山に降った雨や雪が地層によって濾過されながら地中深く浸透していった先で、マグマを由来とする炭酸ガスと接触して生まれるという奇跡の炭酸水。ヨーロッパでは沈静化した火山が多く二酸化炭素が水に溶け込みやすいので炭酸泉が発生しやすく、日本では活火山が多く源泉の温度が高いので二酸化炭素が水に溶け込まずに空気中に放出されてしまうといわれています。
只見川は群馬県と福島県にまたがる標高1665mの尾瀬沼に源を発し、新潟県と福島県の県境を流れ、福島県の会津盆地で本流である阿賀野川と合流して一気に新潟へと注ぐ巨大な河川です。
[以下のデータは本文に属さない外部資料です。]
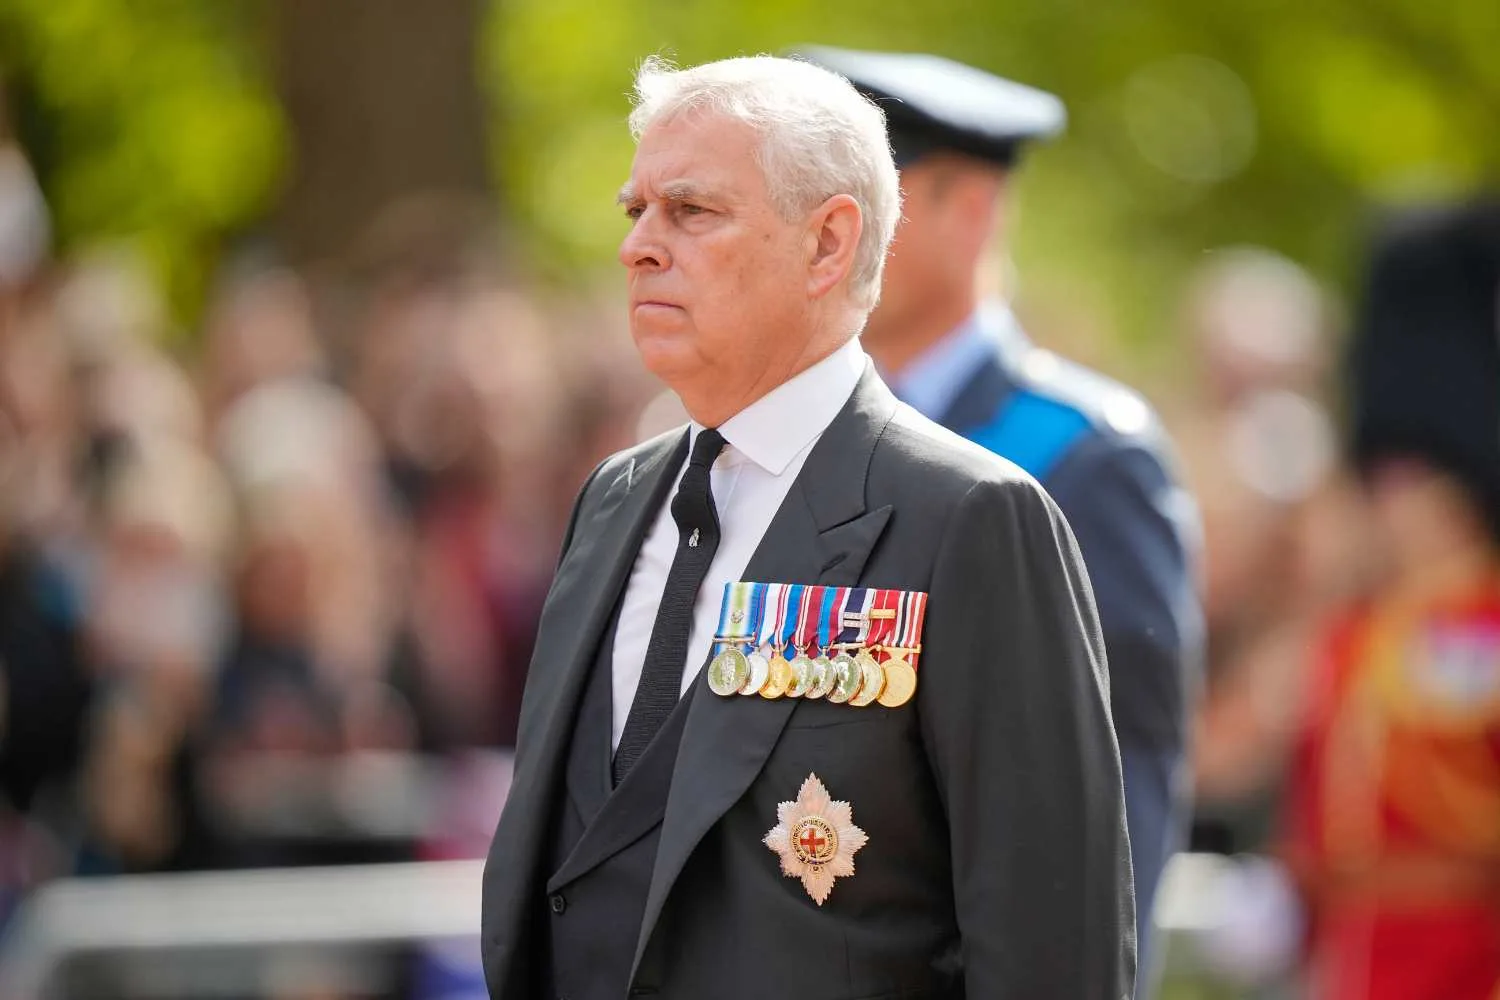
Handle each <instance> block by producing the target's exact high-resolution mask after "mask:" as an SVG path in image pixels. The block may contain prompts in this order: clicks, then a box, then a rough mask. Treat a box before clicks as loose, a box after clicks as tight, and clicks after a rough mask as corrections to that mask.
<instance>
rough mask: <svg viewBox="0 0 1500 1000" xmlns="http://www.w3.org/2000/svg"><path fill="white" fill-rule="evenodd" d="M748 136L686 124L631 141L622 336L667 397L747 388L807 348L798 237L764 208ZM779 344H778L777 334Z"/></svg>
mask: <svg viewBox="0 0 1500 1000" xmlns="http://www.w3.org/2000/svg"><path fill="white" fill-rule="evenodd" d="M757 144H759V136H757V135H756V133H754V132H753V130H751V129H750V127H748V126H745V124H742V123H738V121H733V120H727V118H723V117H715V115H709V114H693V112H688V114H684V115H679V117H676V118H672V120H667V121H661V123H658V124H654V126H651V127H649V129H646V132H645V133H643V135H642V136H640V144H639V147H637V148H636V159H634V163H633V166H631V169H630V181H628V183H627V184H625V187H624V190H622V192H621V196H619V201H621V204H622V205H624V207H625V213H627V214H628V216H630V219H631V228H630V234H628V235H627V237H625V238H624V241H622V243H621V246H619V262H621V264H624V265H625V268H627V270H628V271H630V277H628V280H630V333H631V336H633V337H634V342H636V348H637V349H639V351H640V357H642V360H643V361H645V366H646V367H648V369H649V370H651V372H652V373H655V375H657V376H658V378H661V379H663V381H664V382H667V384H669V385H672V387H673V388H676V390H678V391H679V393H681V391H682V390H684V388H687V387H699V388H700V387H702V384H703V382H705V381H706V379H712V381H715V382H720V384H723V385H724V388H726V391H730V393H732V391H735V390H736V388H738V387H742V385H750V384H754V382H756V381H759V379H762V378H763V376H765V373H766V372H768V370H771V369H772V367H775V366H777V364H781V363H783V361H784V358H783V355H786V354H787V352H790V354H792V355H795V354H796V352H799V351H801V349H802V348H804V346H805V345H804V343H801V342H795V343H793V340H796V331H801V330H804V328H805V325H807V322H805V318H807V315H808V306H810V297H808V289H807V283H808V277H807V256H808V246H807V234H805V232H804V229H805V226H801V225H798V223H789V222H786V220H783V219H781V217H780V214H778V213H777V211H775V208H774V207H772V205H771V199H769V192H768V190H766V183H765V177H763V174H762V172H760V168H759V165H757V163H756V150H757ZM783 333H784V334H789V336H777V334H783Z"/></svg>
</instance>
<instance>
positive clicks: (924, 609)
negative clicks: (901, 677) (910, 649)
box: [895, 591, 927, 670]
mask: <svg viewBox="0 0 1500 1000" xmlns="http://www.w3.org/2000/svg"><path fill="white" fill-rule="evenodd" d="M926 618H927V594H924V592H921V591H907V592H906V594H903V595H901V609H900V618H897V622H895V625H897V627H895V636H897V640H895V645H897V646H904V648H907V649H916V648H919V646H921V643H922V619H926ZM919 655H921V654H916V652H909V654H906V661H907V663H910V664H912V670H915V669H916V658H918V657H919Z"/></svg>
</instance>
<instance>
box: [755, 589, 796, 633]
mask: <svg viewBox="0 0 1500 1000" xmlns="http://www.w3.org/2000/svg"><path fill="white" fill-rule="evenodd" d="M756 586H759V588H763V591H765V592H763V595H762V600H760V624H759V625H757V627H756V630H754V639H756V640H754V645H756V649H760V648H762V646H774V645H777V642H778V640H780V637H781V636H780V633H781V622H783V621H786V594H787V591H790V589H792V588H790V585H787V583H756Z"/></svg>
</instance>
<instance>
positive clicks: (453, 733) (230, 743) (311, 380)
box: [0, 150, 652, 901]
mask: <svg viewBox="0 0 1500 1000" xmlns="http://www.w3.org/2000/svg"><path fill="white" fill-rule="evenodd" d="M6 156H9V157H10V159H9V160H6V162H9V163H10V166H12V169H10V171H9V172H5V175H3V177H0V886H3V889H5V892H6V897H7V900H10V901H13V900H17V898H18V897H21V895H23V894H26V892H27V889H30V888H31V886H34V885H37V883H40V882H43V880H46V879H51V877H57V876H65V874H77V873H141V871H163V870H181V868H207V867H245V865H294V864H311V862H348V861H372V859H401V858H443V856H477V855H480V853H481V852H483V849H484V846H486V844H487V838H489V834H490V832H492V829H493V822H495V819H496V817H498V810H499V802H501V801H502V796H504V792H505V787H507V781H508V763H507V753H505V751H507V750H508V748H510V747H511V745H513V742H514V736H516V718H517V711H519V700H520V688H522V682H523V678H525V669H526V664H528V660H529V654H531V643H532V637H534V627H535V619H537V615H538V612H540V607H541V601H543V598H544V595H546V588H547V585H549V582H550V574H552V567H553V564H555V559H556V550H558V541H559V538H561V534H562V529H564V526H565V522H567V514H568V507H570V501H571V496H573V492H574V490H576V487H577V486H579V484H580V483H582V480H583V477H585V475H586V474H588V471H589V469H591V468H592V465H594V463H595V462H597V460H598V459H600V457H603V456H604V454H607V453H609V451H612V450H616V448H619V447H624V445H627V444H631V442H633V441H634V436H636V423H637V418H639V415H640V409H642V405H643V402H645V400H646V399H648V396H649V394H651V390H652V387H651V384H649V382H648V381H646V376H645V375H643V372H642V369H640V367H639V364H636V363H634V357H633V352H631V351H630V346H628V340H627V337H625V334H624V330H622V327H621V325H619V322H618V321H613V325H610V322H612V318H610V312H609V310H600V309H595V307H594V306H591V304H589V303H586V301H565V303H547V301H546V300H544V298H543V297H541V295H538V294H534V292H531V294H522V292H520V291H517V289H516V286H514V283H513V282H510V280H507V276H505V273H504V268H502V267H501V264H499V262H498V259H496V256H495V253H493V250H492V246H490V243H489V234H487V229H486V226H484V225H481V223H480V222H477V220H475V219H472V217H471V216H469V214H466V213H463V211H459V210H453V208H452V207H447V205H435V204H425V205H407V207H402V208H399V210H396V211H393V213H392V214H390V216H389V217H384V219H381V220H380V222H378V223H377V225H375V226H372V229H371V232H369V234H368V238H366V241H365V243H363V244H362V246H360V247H359V250H357V253H354V255H353V256H351V261H350V262H348V264H345V265H344V267H342V270H341V271H339V274H338V276H335V277H332V279H330V277H329V276H324V279H326V280H324V285H323V295H321V297H318V295H312V294H311V291H309V285H308V283H306V282H305V280H303V279H302V277H299V274H296V273H293V271H291V270H288V268H285V267H282V265H279V264H276V262H275V261H272V259H267V256H266V255H263V253H260V252H257V249H255V247H249V249H246V250H243V252H239V253H236V255H231V262H229V264H228V265H226V267H225V270H223V271H222V273H220V274H219V276H217V279H216V283H214V288H213V291H211V294H210V301H208V303H207V309H205V310H204V319H202V325H201V328H198V330H189V331H181V330H174V328H172V327H171V325H169V322H168V313H166V310H165V309H163V304H162V301H160V300H159V297H157V295H156V292H154V289H153V285H151V282H150V280H148V279H147V274H145V270H144V268H142V265H141V261H139V259H135V258H132V256H129V255H127V253H124V252H123V250H117V249H108V247H105V249H99V250H92V252H89V253H84V255H81V256H78V258H75V259H66V261H62V259H51V258H49V256H48V253H46V250H45V247H46V243H48V241H46V238H45V223H46V213H45V205H43V204H42V202H40V198H39V195H37V192H36V189H34V183H31V180H30V174H28V171H27V169H26V165H24V160H21V159H20V156H18V154H15V151H13V150H12V151H9V153H6ZM0 172H3V171H0ZM329 289H333V294H330V291H329ZM168 345H189V346H184V348H181V349H174V348H171V346H168Z"/></svg>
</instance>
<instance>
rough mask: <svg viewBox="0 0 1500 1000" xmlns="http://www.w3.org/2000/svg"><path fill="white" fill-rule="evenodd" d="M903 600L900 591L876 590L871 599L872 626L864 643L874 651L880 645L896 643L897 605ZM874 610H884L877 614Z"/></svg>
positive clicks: (867, 646) (871, 625)
mask: <svg viewBox="0 0 1500 1000" xmlns="http://www.w3.org/2000/svg"><path fill="white" fill-rule="evenodd" d="M900 600H901V592H900V591H874V592H873V594H871V601H870V612H868V615H870V628H868V631H867V633H865V639H864V645H865V648H867V649H870V651H871V652H873V651H874V649H879V648H880V646H891V645H894V639H895V606H897V604H898V603H900ZM874 612H882V615H876V613H874Z"/></svg>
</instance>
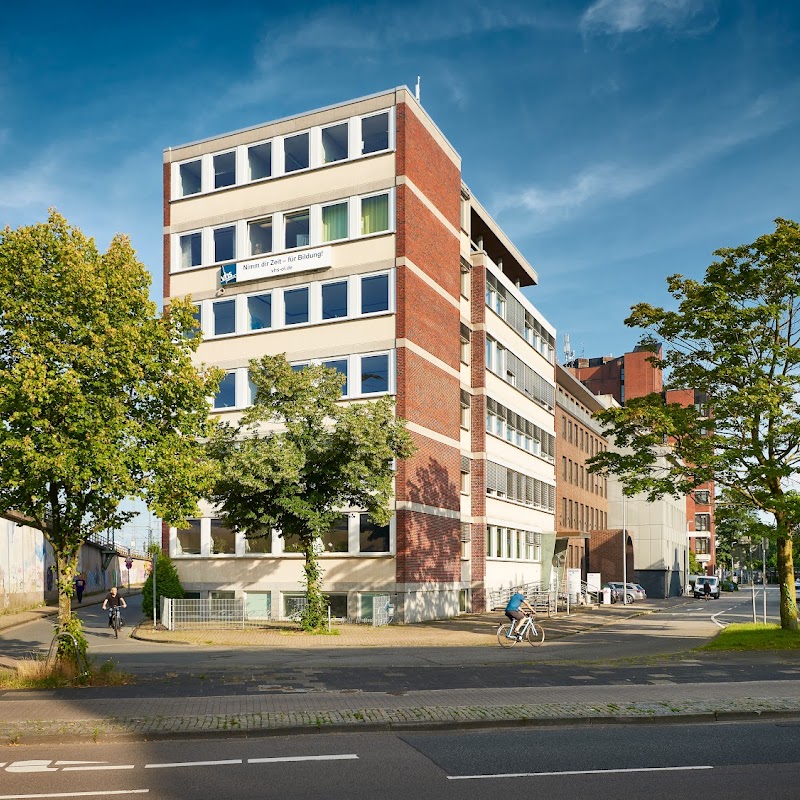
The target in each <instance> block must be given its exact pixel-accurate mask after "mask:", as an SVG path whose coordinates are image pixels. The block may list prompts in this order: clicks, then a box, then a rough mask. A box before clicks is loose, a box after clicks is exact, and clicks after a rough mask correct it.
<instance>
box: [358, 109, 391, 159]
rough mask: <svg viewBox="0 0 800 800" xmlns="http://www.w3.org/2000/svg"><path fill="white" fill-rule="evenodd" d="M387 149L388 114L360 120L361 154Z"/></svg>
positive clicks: (378, 151) (375, 116) (374, 152)
mask: <svg viewBox="0 0 800 800" xmlns="http://www.w3.org/2000/svg"><path fill="white" fill-rule="evenodd" d="M388 149H389V113H388V112H384V113H383V114H375V115H374V116H372V117H364V118H363V119H362V120H361V152H362V153H363V154H364V155H367V153H377V152H380V151H381V150H388Z"/></svg>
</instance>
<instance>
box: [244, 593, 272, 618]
mask: <svg viewBox="0 0 800 800" xmlns="http://www.w3.org/2000/svg"><path fill="white" fill-rule="evenodd" d="M245 613H246V615H247V619H272V592H247V593H246V595H245Z"/></svg>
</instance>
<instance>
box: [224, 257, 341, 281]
mask: <svg viewBox="0 0 800 800" xmlns="http://www.w3.org/2000/svg"><path fill="white" fill-rule="evenodd" d="M332 250H333V248H331V247H314V248H312V249H310V250H300V251H298V252H296V253H282V254H281V255H277V256H262V257H260V258H251V259H250V260H249V261H242V262H240V263H238V264H225V265H224V266H222V267H220V271H219V282H220V284H221V285H222V286H226V285H227V284H229V283H241V282H242V281H255V280H261V279H262V278H273V277H275V276H276V275H291V274H293V273H295V272H308V271H310V270H316V269H327V268H328V267H331V266H333V256H332Z"/></svg>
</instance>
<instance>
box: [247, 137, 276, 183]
mask: <svg viewBox="0 0 800 800" xmlns="http://www.w3.org/2000/svg"><path fill="white" fill-rule="evenodd" d="M247 165H248V167H249V168H250V180H251V181H257V180H259V179H260V178H269V177H270V175H272V143H271V142H266V143H264V144H254V145H252V147H248V148H247Z"/></svg>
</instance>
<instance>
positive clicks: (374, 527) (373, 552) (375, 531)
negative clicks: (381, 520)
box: [358, 514, 389, 553]
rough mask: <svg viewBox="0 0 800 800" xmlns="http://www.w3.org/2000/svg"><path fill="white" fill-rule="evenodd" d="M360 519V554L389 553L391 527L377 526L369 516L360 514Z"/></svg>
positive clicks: (359, 519)
mask: <svg viewBox="0 0 800 800" xmlns="http://www.w3.org/2000/svg"><path fill="white" fill-rule="evenodd" d="M358 517H359V519H358V526H359V527H358V531H359V532H358V549H359V552H361V553H388V552H389V526H388V525H377V524H376V523H375V522H374V521H373V520H372V517H370V515H369V514H359V515H358Z"/></svg>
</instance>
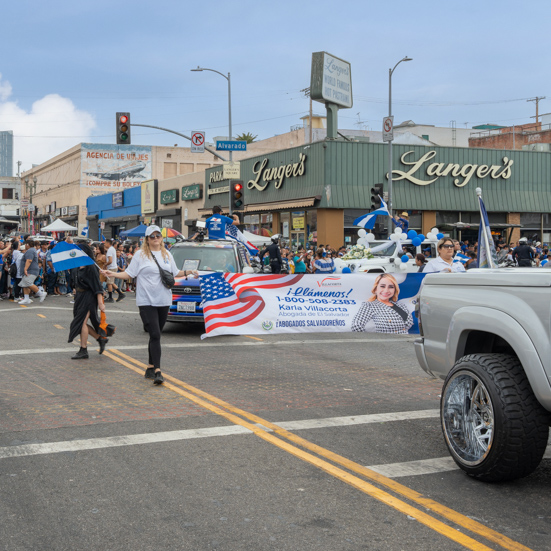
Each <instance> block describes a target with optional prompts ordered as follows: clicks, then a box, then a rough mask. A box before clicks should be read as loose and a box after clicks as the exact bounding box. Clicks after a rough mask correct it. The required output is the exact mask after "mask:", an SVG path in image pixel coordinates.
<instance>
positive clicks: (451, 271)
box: [423, 237, 465, 274]
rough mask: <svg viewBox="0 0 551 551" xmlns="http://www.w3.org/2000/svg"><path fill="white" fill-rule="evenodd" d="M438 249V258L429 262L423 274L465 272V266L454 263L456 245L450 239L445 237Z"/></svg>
mask: <svg viewBox="0 0 551 551" xmlns="http://www.w3.org/2000/svg"><path fill="white" fill-rule="evenodd" d="M436 248H437V249H438V258H433V259H431V260H429V261H428V262H427V265H426V266H425V269H424V270H423V273H425V274H430V273H436V272H450V273H451V272H464V271H465V266H463V263H462V262H454V261H453V255H454V253H455V245H454V243H453V239H451V238H450V237H443V238H442V239H440V241H438V244H437V245H436Z"/></svg>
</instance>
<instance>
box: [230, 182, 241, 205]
mask: <svg viewBox="0 0 551 551" xmlns="http://www.w3.org/2000/svg"><path fill="white" fill-rule="evenodd" d="M231 206H232V210H240V209H241V208H243V184H242V183H241V182H232V184H231Z"/></svg>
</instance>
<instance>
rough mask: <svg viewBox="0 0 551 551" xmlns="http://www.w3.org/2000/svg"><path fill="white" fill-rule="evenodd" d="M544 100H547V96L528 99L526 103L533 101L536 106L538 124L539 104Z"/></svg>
mask: <svg viewBox="0 0 551 551" xmlns="http://www.w3.org/2000/svg"><path fill="white" fill-rule="evenodd" d="M542 99H545V96H540V97H538V96H536V97H535V98H530V99H527V100H526V101H533V102H534V103H535V104H536V124H538V122H539V118H538V117H539V115H538V113H539V103H540V101H541V100H542ZM531 118H534V117H531Z"/></svg>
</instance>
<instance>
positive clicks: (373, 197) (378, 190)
mask: <svg viewBox="0 0 551 551" xmlns="http://www.w3.org/2000/svg"><path fill="white" fill-rule="evenodd" d="M382 195H383V184H375V185H374V186H373V187H372V188H371V210H377V209H378V208H380V206H381V196H382Z"/></svg>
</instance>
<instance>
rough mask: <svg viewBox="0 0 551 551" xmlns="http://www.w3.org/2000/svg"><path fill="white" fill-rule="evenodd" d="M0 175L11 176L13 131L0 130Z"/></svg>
mask: <svg viewBox="0 0 551 551" xmlns="http://www.w3.org/2000/svg"><path fill="white" fill-rule="evenodd" d="M0 176H9V177H11V176H13V131H12V130H2V131H0Z"/></svg>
30億トンといわれる世界有数の豪雪がもたらす莫大な量の水は、海までの大きな高低差も利用して只見川に奥只見ダムや田子倉ダムといった巨大なダムを人間にして作らしめました。
日本で最も発電量の多い一般水力発電所が奥只見発電所で、次いで2番目が田子倉発電所ということからもわかるように、越後と会津の豪雪を一手に引き受けたようなとてつもないダムを只見川は抱えているのです。
(※富山県の黒部ダムの総貯水量は2億トンで、奥只見ダムは6億トン、田子倉ダムは5億トン弱と、比較するといかにそれらが巨大かがわかります。)
効率をとことん求めた実利的な経済成長の中においては見向きもされなかったこの水は、今またこの時代において再び日の目を見ることとなったのです。
それはもはや時代の必然。便利なだけが豊かさなのではないという想いとともに、これまで来た道を振り返るきっかけを与えてくれる。まるでこの水が、本当に大切なものは何かということを寡黙にも私達に教えてくれているような気がしてなりません。
旧会津藩士の男がこの水を白磁の瓶に詰め、戊辰戦争によって傷ついた会津から世界へと打って出た『太陽水』から数えて約140年。今も昔も、ひとの想いと、自然が創り出すものの価値は、何ひとつ変わらないのかもしれません。
奥会津金山天然炭酸の水は、心まで染みる美味しい水です。